It’s great that Google Play allows readers to buy directly from their store and read it on their android device. As a consumer, it’s even better because Google Play steeply discounts books on their site. My $3.99 book is only going to cost you $3.03.
Unfortunately, if you’re an author, it really sucks. They say:
There is no cost for selling books on Google Play. You’ll receive the majority of the revenue from each sale, and your revenue share will always be based on the list price you provide.
Yet, I make $2.00 of that $3.99/$3.03 that my book is listed at. No place else cuts into my royalties more than Google Play. Even using Draft2Digital for distribution to Apple, Scribd, Kobo, ect, I make $2.57 of my $3.99 asking price. Actually, I make $2.74 on Amazon, $2.59 on Nook, $2.57 on everything that Draft2Digital distributes, and approximately $3.00 if someone buys my book through the Smashwords website, which has happened exactly 11 times this year.
If you’re talking 10 ebooks, that $5.70 isn’t a big deal.
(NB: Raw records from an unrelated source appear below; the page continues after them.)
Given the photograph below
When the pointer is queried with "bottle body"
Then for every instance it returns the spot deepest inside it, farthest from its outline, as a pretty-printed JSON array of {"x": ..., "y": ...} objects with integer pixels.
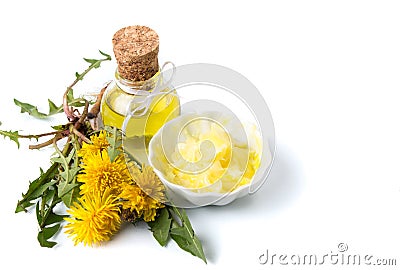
[{"x": 149, "y": 111}]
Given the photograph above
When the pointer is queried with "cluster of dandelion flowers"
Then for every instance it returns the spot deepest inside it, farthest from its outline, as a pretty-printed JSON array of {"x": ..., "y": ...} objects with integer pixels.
[
  {"x": 99, "y": 172},
  {"x": 112, "y": 190},
  {"x": 95, "y": 218}
]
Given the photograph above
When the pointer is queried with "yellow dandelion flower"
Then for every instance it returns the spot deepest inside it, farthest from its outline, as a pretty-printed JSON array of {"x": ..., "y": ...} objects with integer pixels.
[
  {"x": 148, "y": 181},
  {"x": 94, "y": 219},
  {"x": 99, "y": 143},
  {"x": 99, "y": 173},
  {"x": 146, "y": 198}
]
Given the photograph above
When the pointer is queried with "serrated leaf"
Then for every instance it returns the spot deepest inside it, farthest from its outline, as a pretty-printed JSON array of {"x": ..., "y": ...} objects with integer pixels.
[
  {"x": 78, "y": 76},
  {"x": 108, "y": 57},
  {"x": 161, "y": 226},
  {"x": 183, "y": 234},
  {"x": 12, "y": 135},
  {"x": 40, "y": 190},
  {"x": 54, "y": 218},
  {"x": 59, "y": 127},
  {"x": 91, "y": 61},
  {"x": 63, "y": 188},
  {"x": 45, "y": 234},
  {"x": 30, "y": 109},
  {"x": 53, "y": 108},
  {"x": 71, "y": 196},
  {"x": 33, "y": 193}
]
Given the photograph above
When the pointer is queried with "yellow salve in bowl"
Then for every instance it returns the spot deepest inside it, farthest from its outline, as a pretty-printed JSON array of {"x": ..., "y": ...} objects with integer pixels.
[{"x": 205, "y": 157}]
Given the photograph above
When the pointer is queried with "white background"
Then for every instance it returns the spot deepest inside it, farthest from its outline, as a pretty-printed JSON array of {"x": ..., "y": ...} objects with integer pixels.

But I’ve sold 167 books on Google Play this month where I have made $2.00. The difference is $95.10. My sales on all sites are increasing, not decreasing. Plus, Amazon offers price match, so what happens when they decide to discount my books to $3.03 to meet the Google Play price? I go from making $2.74 a sale to $2.12 a sale.
It might sound like I’m whining, but it isn’t about whining, it’s about realizing what could happen. I live off my royalties. I don’t have a real job. Writing books is all I do and some months every penny counts. While the indie book publishing movement has been great for people like me (allowing me to skip traditional routes and start writing for a living without a contract that scares the snot out of me), it has some pitfalls: Google Play discounts my books by $0,96 thinking it will increase sales (and it doesn’t seem to work that way) and keeps it’s hosting fee of $1.00 leaving me with less money in my pocket. The only solutions available to me are to suck it up and accept this $2.00 royalty or to increase the price of my book on Google Play (which completely negates their discounting in order to boost sales).
Now, here’s why I think the discounting doesn’t work. The big three for me, in order, are Amazon.com, Apple, and B&N. Behind this is Amazon UK, Kobo, Google Play, so it is the sixth largest retailer for my books. I accounts for less than 5% of my total monthly sales. As an author, I am aware of this cut in author’s royalties by discounted books, so while I buy books from Kindle, B&N, and even occasionally, Apple. I never purchase the discounted books from Google Play. I figure the author is like me and every penny counts, so I am willing to pay the regular list price on Amazon, B&N, or Apple.